Marvel TV boss Brad Winderbaum, who revealed the idea for the special came together during production on Born Again, put it simply: “Bernthal is a generational actor. He knows the character inside and out. The idea that he’s in the MCU and can bring that to the greater universe, especially the more grounded street-level stuff, is a huge opportunity and, as a fan, the greatest thing ever.”

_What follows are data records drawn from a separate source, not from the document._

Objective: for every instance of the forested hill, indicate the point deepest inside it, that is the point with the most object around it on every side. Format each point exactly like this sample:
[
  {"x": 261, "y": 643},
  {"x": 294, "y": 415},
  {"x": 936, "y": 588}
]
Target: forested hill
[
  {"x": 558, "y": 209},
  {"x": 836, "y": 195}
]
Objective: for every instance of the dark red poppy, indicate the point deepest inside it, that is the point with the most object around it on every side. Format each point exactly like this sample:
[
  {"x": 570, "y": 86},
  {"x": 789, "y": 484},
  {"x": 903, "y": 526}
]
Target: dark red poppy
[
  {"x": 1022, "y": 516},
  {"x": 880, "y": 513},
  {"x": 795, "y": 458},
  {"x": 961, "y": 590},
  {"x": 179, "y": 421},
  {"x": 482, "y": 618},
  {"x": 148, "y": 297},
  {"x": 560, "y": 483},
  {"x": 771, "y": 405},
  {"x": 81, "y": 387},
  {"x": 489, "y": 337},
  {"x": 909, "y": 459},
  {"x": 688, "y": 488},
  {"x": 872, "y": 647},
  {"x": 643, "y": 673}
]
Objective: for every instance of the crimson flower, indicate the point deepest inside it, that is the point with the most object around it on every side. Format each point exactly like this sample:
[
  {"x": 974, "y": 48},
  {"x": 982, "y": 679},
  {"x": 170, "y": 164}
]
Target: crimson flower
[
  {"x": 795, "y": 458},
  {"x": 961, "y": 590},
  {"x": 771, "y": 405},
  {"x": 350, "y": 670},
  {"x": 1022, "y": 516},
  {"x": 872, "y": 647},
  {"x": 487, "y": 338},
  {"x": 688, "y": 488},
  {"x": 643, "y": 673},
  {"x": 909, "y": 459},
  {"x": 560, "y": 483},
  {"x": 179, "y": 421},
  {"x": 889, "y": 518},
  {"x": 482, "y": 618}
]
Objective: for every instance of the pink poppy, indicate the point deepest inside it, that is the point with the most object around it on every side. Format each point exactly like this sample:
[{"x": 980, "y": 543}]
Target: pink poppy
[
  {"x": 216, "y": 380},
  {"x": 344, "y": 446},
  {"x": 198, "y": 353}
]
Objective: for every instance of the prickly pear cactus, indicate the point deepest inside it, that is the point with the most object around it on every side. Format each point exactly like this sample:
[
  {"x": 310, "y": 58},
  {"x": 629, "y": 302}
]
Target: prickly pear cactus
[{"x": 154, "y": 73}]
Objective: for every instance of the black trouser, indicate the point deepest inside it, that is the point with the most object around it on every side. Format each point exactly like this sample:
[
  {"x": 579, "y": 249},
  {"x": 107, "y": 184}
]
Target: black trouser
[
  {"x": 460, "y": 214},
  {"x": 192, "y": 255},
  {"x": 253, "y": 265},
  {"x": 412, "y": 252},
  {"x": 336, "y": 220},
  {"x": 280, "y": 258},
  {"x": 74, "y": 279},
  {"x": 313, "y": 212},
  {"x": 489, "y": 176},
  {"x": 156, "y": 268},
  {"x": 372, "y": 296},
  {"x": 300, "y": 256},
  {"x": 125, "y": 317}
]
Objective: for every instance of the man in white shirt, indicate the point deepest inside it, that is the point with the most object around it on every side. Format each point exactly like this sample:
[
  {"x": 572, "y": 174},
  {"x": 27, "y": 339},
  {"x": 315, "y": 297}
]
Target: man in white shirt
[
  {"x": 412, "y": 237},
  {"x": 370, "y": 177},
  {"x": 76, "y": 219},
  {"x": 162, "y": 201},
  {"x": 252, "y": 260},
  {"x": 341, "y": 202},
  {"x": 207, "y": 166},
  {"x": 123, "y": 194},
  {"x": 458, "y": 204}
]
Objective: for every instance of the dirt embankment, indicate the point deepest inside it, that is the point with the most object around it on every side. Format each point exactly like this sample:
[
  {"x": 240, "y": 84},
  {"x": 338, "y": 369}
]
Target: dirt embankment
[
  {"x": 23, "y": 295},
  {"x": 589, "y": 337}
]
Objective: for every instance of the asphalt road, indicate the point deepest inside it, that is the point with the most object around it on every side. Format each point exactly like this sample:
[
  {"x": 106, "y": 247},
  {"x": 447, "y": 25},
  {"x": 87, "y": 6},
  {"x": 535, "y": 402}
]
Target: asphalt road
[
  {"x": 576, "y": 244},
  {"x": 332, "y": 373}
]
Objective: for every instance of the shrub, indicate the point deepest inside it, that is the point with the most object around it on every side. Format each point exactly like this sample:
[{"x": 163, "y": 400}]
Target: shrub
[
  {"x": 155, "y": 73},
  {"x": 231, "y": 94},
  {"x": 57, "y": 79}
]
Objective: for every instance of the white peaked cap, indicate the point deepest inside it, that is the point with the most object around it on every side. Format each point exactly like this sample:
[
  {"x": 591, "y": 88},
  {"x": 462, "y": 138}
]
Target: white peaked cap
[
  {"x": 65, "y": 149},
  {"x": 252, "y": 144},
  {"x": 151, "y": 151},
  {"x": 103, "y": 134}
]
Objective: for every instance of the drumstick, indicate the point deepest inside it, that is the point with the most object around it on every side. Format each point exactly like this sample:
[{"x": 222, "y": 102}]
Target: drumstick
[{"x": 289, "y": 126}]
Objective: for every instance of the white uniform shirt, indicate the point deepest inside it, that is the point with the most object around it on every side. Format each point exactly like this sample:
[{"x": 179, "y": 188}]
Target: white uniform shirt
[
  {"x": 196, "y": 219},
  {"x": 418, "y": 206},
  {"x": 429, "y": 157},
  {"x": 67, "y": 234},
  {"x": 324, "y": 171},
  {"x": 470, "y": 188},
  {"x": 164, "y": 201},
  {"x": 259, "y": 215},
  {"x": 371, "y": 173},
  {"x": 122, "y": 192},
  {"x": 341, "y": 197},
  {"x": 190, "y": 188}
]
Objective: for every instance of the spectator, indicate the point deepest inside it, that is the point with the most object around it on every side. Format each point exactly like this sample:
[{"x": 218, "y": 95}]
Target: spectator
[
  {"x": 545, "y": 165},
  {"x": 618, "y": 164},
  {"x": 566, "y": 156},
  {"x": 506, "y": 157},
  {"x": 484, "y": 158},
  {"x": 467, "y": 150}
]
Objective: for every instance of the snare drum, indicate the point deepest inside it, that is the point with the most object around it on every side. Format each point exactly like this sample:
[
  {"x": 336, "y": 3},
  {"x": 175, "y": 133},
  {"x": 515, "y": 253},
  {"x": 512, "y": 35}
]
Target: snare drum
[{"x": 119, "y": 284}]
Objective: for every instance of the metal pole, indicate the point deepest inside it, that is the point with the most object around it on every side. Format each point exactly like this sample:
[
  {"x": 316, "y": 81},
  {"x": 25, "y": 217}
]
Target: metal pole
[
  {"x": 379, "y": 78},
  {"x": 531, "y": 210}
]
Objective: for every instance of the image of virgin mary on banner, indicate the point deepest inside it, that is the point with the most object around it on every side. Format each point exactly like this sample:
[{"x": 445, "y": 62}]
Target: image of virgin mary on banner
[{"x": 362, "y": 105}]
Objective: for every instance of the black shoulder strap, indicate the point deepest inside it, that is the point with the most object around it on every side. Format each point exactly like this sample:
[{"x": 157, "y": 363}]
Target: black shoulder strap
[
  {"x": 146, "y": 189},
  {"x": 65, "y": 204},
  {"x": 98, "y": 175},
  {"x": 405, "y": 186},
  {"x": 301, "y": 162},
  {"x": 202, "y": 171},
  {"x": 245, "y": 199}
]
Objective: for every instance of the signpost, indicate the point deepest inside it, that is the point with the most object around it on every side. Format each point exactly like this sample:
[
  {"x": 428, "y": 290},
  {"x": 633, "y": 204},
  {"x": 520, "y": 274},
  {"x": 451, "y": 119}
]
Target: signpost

That much is inarguable. Whatever you think of the story, there is no version of Frank Castle — not Thomas Jane, not Dolph Lundgren, not Ray Stevenson — who hits like Jon Bernthal hits. When he’s standing over his family’s graves at the end of One Last Kill, flower in hand, the skull vest back on, the war back on — you believe every single second of it.
The Punisher: One Last Kill is streaming now on Disney+. Spider-Man: Brand New Day opens July 31.